It's hard to believe it has been almost a year, but last August we wrote about a Mavexar-related witness who refused to travel to Delaware to testify, instead insisting that she would offer testimony only remotely.
The Court fined her $200 per day for contempt of Court. She immediately appealed, arguing that the Court cannot force her to attend as she is outside of the 100-mile subpoena radius permitted under FRCP 45. The Court denied her motion to stay the fine pending appeal.
Yesterday, the Federal Circuit issued an order affirming the contempt sanction (and doing so pretty enthusiastically).
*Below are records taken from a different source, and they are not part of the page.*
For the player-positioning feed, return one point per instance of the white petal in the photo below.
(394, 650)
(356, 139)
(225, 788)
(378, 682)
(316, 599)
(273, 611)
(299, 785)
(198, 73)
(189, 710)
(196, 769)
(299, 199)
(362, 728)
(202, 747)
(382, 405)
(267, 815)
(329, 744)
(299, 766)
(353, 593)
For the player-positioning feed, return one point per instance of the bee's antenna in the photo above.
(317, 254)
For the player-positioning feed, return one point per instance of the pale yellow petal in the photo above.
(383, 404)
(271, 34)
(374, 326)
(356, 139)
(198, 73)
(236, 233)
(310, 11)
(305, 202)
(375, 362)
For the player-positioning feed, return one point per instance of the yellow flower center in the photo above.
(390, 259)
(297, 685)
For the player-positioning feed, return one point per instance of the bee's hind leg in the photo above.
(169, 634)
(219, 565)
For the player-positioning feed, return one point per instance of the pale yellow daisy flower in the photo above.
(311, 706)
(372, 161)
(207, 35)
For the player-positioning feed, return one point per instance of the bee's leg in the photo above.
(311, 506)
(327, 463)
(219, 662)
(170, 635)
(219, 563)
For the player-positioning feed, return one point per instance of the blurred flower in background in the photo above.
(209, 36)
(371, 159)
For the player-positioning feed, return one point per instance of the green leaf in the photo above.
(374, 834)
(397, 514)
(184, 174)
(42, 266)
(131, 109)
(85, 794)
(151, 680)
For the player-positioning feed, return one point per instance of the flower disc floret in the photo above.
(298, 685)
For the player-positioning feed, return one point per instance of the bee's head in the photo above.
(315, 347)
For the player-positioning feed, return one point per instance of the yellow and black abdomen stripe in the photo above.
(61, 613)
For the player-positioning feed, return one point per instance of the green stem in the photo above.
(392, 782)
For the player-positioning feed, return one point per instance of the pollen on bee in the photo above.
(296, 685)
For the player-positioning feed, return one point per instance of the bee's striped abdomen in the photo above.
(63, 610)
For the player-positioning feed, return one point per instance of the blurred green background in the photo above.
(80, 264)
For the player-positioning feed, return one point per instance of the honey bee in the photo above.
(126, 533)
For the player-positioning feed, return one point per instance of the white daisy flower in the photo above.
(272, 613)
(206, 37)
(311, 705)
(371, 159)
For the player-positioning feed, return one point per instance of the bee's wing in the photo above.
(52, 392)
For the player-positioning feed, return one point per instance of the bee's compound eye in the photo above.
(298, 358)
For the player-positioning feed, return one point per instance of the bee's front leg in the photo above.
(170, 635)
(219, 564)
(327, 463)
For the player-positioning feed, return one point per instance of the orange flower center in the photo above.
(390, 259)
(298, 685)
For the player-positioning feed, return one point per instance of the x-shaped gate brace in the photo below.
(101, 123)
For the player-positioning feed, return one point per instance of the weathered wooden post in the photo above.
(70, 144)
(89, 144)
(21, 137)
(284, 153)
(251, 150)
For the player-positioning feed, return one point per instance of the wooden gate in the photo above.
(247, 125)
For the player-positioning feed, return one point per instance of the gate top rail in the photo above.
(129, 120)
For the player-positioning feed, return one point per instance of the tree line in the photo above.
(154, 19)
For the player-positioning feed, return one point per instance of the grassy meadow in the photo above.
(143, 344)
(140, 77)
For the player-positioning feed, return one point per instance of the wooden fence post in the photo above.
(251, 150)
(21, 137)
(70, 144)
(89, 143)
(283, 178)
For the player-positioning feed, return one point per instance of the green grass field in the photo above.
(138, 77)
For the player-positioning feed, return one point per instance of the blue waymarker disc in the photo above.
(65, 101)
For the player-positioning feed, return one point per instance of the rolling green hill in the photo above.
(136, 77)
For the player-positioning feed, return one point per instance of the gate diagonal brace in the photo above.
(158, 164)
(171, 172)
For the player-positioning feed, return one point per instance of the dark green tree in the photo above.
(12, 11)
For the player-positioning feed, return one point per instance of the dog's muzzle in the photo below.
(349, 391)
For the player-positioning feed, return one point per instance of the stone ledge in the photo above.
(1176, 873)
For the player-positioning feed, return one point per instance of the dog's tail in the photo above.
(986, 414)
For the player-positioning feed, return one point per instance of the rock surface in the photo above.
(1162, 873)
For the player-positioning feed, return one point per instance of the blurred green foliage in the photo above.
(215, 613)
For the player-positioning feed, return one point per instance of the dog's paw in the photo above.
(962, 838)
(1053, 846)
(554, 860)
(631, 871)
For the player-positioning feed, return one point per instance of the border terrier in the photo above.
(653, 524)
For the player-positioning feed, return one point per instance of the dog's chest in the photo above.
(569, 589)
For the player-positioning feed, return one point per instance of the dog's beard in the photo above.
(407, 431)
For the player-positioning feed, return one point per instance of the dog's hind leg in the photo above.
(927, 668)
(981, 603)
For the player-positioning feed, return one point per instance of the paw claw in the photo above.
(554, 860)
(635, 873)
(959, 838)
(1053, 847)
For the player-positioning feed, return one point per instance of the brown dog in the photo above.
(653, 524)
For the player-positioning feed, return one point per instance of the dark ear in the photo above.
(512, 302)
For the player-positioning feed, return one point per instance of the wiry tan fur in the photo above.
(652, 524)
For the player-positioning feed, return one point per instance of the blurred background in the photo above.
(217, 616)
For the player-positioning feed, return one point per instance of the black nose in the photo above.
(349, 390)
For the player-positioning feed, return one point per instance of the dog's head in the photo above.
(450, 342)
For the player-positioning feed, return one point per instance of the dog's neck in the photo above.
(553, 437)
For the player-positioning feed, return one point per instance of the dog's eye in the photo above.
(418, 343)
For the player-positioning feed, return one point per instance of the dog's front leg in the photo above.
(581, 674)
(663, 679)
The Federal Circuit made clear that the Court's inherent authority absolutely permits it to order a witness to appear, even if that witness is more than 100 miles away:
We hold that the District Court’s order requiring [the witness] to appear at an in-person hearing falls squarely within its inherent powers. Contrary to Appellants’ arguments, the District Court’s order did not conflict with FRCP 45, because that Rule does not limit the geographical range of a court’s ability to sua sponte issue an order to appear.
. . .
Nowhere does FRCP 45 mention the court’s own orders to appear, issued without a request from a party or attorney. Given this silence, the District Court’s sua sponte order compelling [the witness] to appear is not “contrary to any express grant of or limitation on the district court’s power contained in a rule or statute.” Dietz v. Bouldin, 579 U.S. 40, 45–46 (2016). . . . The absence of an express limit on sua sponte court orders in FRCP 45 alone is dispositive.
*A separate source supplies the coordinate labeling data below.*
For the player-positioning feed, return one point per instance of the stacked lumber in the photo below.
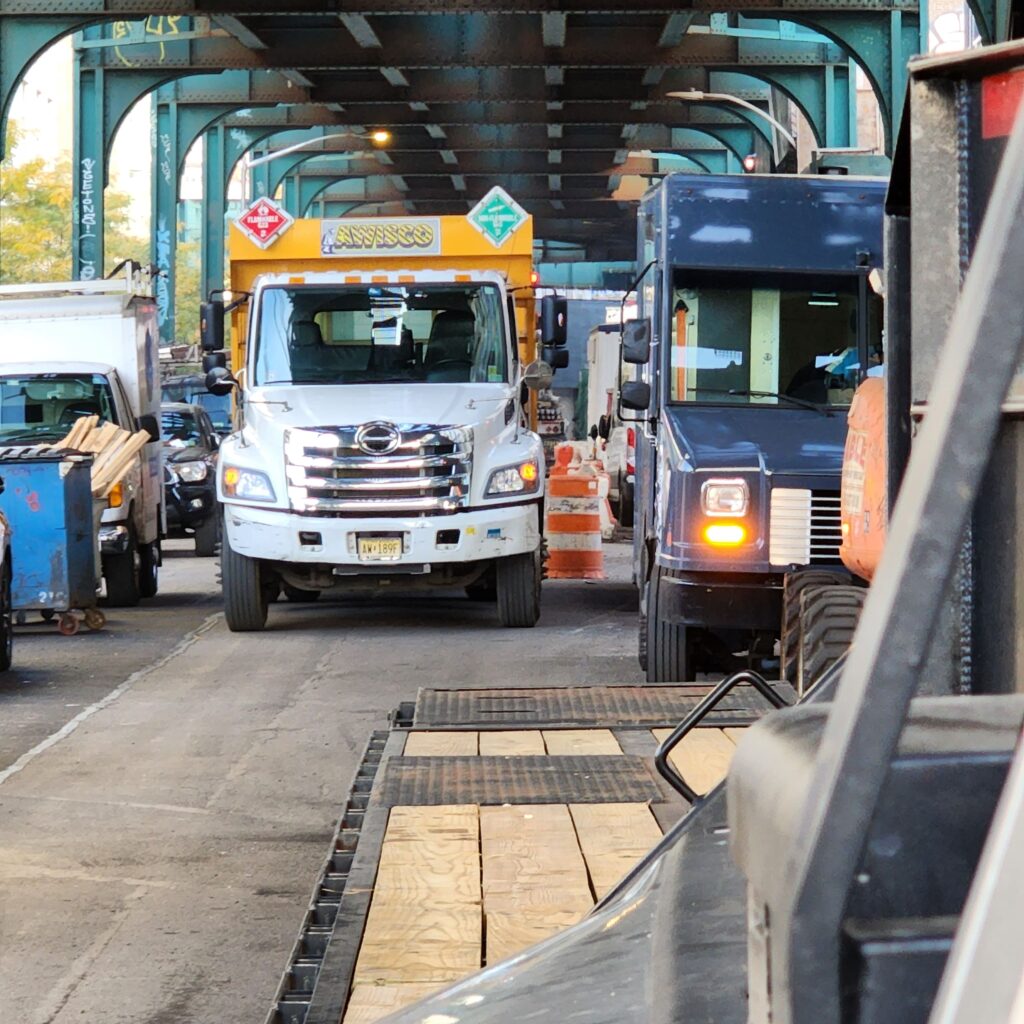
(115, 450)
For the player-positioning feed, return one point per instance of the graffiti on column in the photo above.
(87, 220)
(163, 272)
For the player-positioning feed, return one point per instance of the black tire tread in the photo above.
(518, 584)
(245, 594)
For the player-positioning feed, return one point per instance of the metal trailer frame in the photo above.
(904, 610)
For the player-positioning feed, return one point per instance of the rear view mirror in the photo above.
(557, 358)
(635, 394)
(211, 325)
(219, 381)
(554, 320)
(636, 342)
(151, 426)
(538, 376)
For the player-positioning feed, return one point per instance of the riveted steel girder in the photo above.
(22, 41)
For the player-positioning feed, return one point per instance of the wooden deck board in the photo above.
(613, 838)
(701, 758)
(567, 741)
(370, 1003)
(423, 744)
(512, 742)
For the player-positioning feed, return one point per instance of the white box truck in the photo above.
(77, 348)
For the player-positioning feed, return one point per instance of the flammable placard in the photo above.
(381, 237)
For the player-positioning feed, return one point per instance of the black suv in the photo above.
(190, 474)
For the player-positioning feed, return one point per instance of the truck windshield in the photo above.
(428, 334)
(42, 408)
(769, 342)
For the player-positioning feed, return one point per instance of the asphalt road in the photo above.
(168, 790)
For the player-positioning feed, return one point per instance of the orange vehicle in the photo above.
(821, 607)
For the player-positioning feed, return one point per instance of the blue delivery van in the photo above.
(757, 320)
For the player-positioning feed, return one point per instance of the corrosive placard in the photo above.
(381, 237)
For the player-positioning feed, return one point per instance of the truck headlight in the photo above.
(248, 484)
(725, 497)
(190, 472)
(520, 479)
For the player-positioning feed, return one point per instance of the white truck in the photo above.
(78, 348)
(383, 437)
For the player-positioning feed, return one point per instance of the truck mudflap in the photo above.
(496, 777)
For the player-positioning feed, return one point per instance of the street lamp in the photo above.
(379, 137)
(725, 97)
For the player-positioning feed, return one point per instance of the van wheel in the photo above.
(207, 535)
(123, 572)
(518, 583)
(148, 569)
(669, 644)
(246, 595)
(6, 617)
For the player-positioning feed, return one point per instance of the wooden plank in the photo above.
(535, 878)
(519, 741)
(562, 742)
(425, 922)
(422, 744)
(613, 838)
(701, 758)
(370, 1003)
(418, 944)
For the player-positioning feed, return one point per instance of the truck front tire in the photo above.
(668, 652)
(123, 573)
(518, 584)
(245, 591)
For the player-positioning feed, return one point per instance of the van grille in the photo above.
(427, 470)
(804, 527)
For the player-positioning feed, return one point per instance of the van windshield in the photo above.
(44, 407)
(777, 341)
(415, 334)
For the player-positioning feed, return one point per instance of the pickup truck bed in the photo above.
(483, 821)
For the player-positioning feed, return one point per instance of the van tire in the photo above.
(668, 647)
(246, 597)
(123, 573)
(6, 616)
(206, 535)
(518, 584)
(148, 569)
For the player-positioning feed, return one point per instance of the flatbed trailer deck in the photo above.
(481, 822)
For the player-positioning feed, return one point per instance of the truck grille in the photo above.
(805, 526)
(379, 468)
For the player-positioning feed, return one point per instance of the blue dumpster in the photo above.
(48, 502)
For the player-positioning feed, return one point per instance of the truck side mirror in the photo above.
(557, 358)
(211, 325)
(636, 342)
(220, 381)
(538, 376)
(554, 320)
(151, 426)
(635, 394)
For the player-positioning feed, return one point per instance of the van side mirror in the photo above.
(211, 325)
(151, 426)
(538, 376)
(557, 358)
(554, 320)
(220, 381)
(636, 341)
(635, 394)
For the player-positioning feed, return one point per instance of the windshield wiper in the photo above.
(801, 402)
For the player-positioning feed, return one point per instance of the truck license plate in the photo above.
(379, 549)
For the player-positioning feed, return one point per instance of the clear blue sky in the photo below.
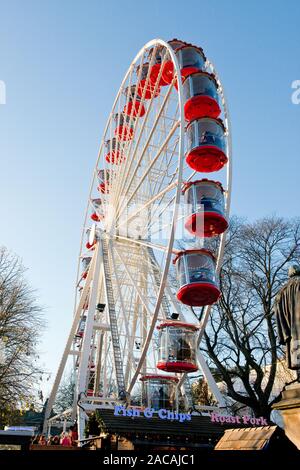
(62, 62)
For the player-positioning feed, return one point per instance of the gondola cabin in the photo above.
(146, 88)
(205, 204)
(158, 66)
(97, 215)
(134, 106)
(113, 154)
(159, 391)
(206, 145)
(85, 266)
(80, 331)
(177, 347)
(196, 272)
(104, 177)
(168, 67)
(201, 99)
(124, 129)
(191, 59)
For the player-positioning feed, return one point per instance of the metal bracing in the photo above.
(109, 294)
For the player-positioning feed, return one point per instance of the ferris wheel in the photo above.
(153, 204)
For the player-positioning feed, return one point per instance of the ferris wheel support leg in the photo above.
(210, 380)
(68, 346)
(87, 341)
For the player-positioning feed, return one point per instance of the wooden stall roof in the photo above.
(199, 427)
(246, 438)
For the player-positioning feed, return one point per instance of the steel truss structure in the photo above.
(129, 284)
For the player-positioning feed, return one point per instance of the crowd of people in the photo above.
(66, 439)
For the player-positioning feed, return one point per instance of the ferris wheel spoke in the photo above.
(125, 187)
(151, 165)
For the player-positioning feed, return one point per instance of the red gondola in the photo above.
(177, 346)
(200, 91)
(104, 177)
(146, 89)
(86, 263)
(124, 129)
(168, 68)
(191, 59)
(205, 202)
(114, 154)
(196, 272)
(206, 145)
(159, 391)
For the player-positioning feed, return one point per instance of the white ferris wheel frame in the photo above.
(96, 267)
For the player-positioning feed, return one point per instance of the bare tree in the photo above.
(240, 339)
(20, 326)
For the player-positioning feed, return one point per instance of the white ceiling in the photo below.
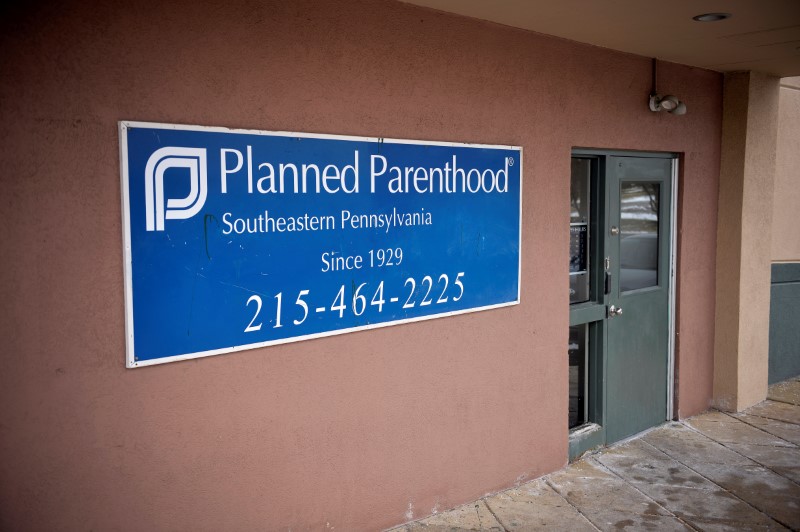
(762, 35)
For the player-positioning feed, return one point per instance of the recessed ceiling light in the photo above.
(711, 17)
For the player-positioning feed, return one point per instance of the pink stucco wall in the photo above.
(363, 430)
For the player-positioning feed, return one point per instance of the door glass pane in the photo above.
(577, 374)
(579, 231)
(638, 235)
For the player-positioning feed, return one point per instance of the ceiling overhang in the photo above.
(761, 35)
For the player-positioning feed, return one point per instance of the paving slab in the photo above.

Backertop Licensing LLC v. Canary Connect, Inc., C.A. No. 2023-2367, at 11-13 (Fed. Cir. July 16, 2024).
The Court didn't have to, but it went on to reject an argument the witness' attorneys never made on appeal: that the Court's contempt order was unreasonable or an abuse of discretion. It found that it was not:
Turning to the District Court’s contempt order, Appellants focus on an alleged conflict between the District Court’s order to appear and FRCP 45. Backertop and [the witness] do not argue that the District Court’s order to appear was otherwise unreasonable or an abuse of discretion. Nor could they. The District Court’s order was a “‘reasonable response to the problems and needs’ confronting the court’s fair administration of justice.” Dietz, 579 U.S. at 45 (quoting Degen v. United States, 517 U.S. 820, 823–24 (1996)).
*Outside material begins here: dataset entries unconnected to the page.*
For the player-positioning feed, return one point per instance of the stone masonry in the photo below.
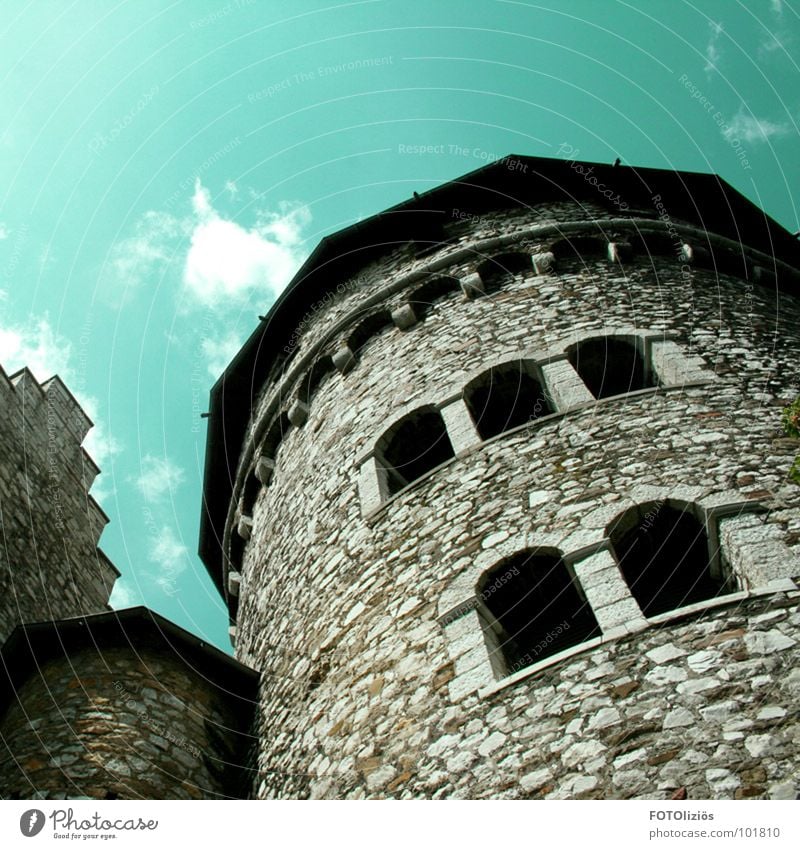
(50, 563)
(357, 605)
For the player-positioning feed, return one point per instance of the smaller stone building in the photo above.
(94, 702)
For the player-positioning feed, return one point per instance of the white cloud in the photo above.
(172, 557)
(220, 351)
(144, 256)
(125, 595)
(159, 477)
(226, 263)
(779, 38)
(749, 129)
(46, 353)
(713, 52)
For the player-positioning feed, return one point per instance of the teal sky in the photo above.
(166, 166)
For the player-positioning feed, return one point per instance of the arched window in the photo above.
(424, 298)
(504, 397)
(368, 328)
(610, 365)
(322, 368)
(653, 244)
(663, 554)
(532, 607)
(414, 446)
(499, 269)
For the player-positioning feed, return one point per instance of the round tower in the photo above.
(497, 494)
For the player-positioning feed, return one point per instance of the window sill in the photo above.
(781, 585)
(372, 515)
The District Court’s order to compel [the witness'] attendance was an appropriate means to investigate potential misconduct involving Backertop, a corporate party of which she is the sole representative. . . . [I]t was not an abuse of discretion to compel [her] attendance at the July 20, 2023, hearing and hold her in civil contempt of the court when she did not appear.
Id. at 13-15.
Really, the overall scope of the order here is fairly narrow, but it addresses an issue that has come up from time to time: Can the Court compel a someone to appear in person if they live more than 100 miles away?
I've seen this come up before, including when the Court orders a particular decision maker to appear at mediation, or when a party tries to make one of its own witnesses unavailable for trial. It's good to have clear precedent that the Court has the power to make witnesses appear even if a party wouldn't under FRCP 45.
What Is Going on Here, Anyway?
We'll have to see. By my count, the witness' fine may be up to $44,400. It has been ticking up by $200/day for "each day that the Court is open and [the witness] does not appear" since August 23, 2023. Backertop Licensing LLC v. Canary Connect, Inc., C.A. No. 22-572-CFC, D.I. 57 at 1 (D. Del. Aug. 21, 2023).
(Here is my math for that $44,400 figure: (236 business days - 14 holidays) x $200).
The witness' only objection was that she did not want to appear again in person (which she had previously done). She requested to appear by videoconference, and she she confirmed her agreement to do so again in her later brief accusing the Court of "textbook gender harassment and intimidation" and of influencing her employer to engage in "mansplaining" (a brief that the Court did not find persuasive).
So at this point, assuming she continues not to appear and that the Court takes action to collect, the witness will likely have spent on the order of $50,000 just to avoid a trip to Delaware. Is Delaware really that bad?!
It's easy to imagine that one of the behind-the-scenes entities may be covering the cost of pushing back. But to what end? If the witness is willing to appear by videoconference regardless, do they really have $50k worth of benefit to gain from preventing an in-person examination as opposed to a remote examination? It's hard to say what might be going on here.
What Will Happen Next?
We'll have to see what happens next. Will the Court make efforts to collect on its fine? Will it step up the pressure with a greater sanction (a larger fine, or imprisonment)?
I have not seen a Delaware case where the Court had to actually execute on its own sanction against a party. If the Court ultimately has to take action here, you can bet we'll have a post on how it does so.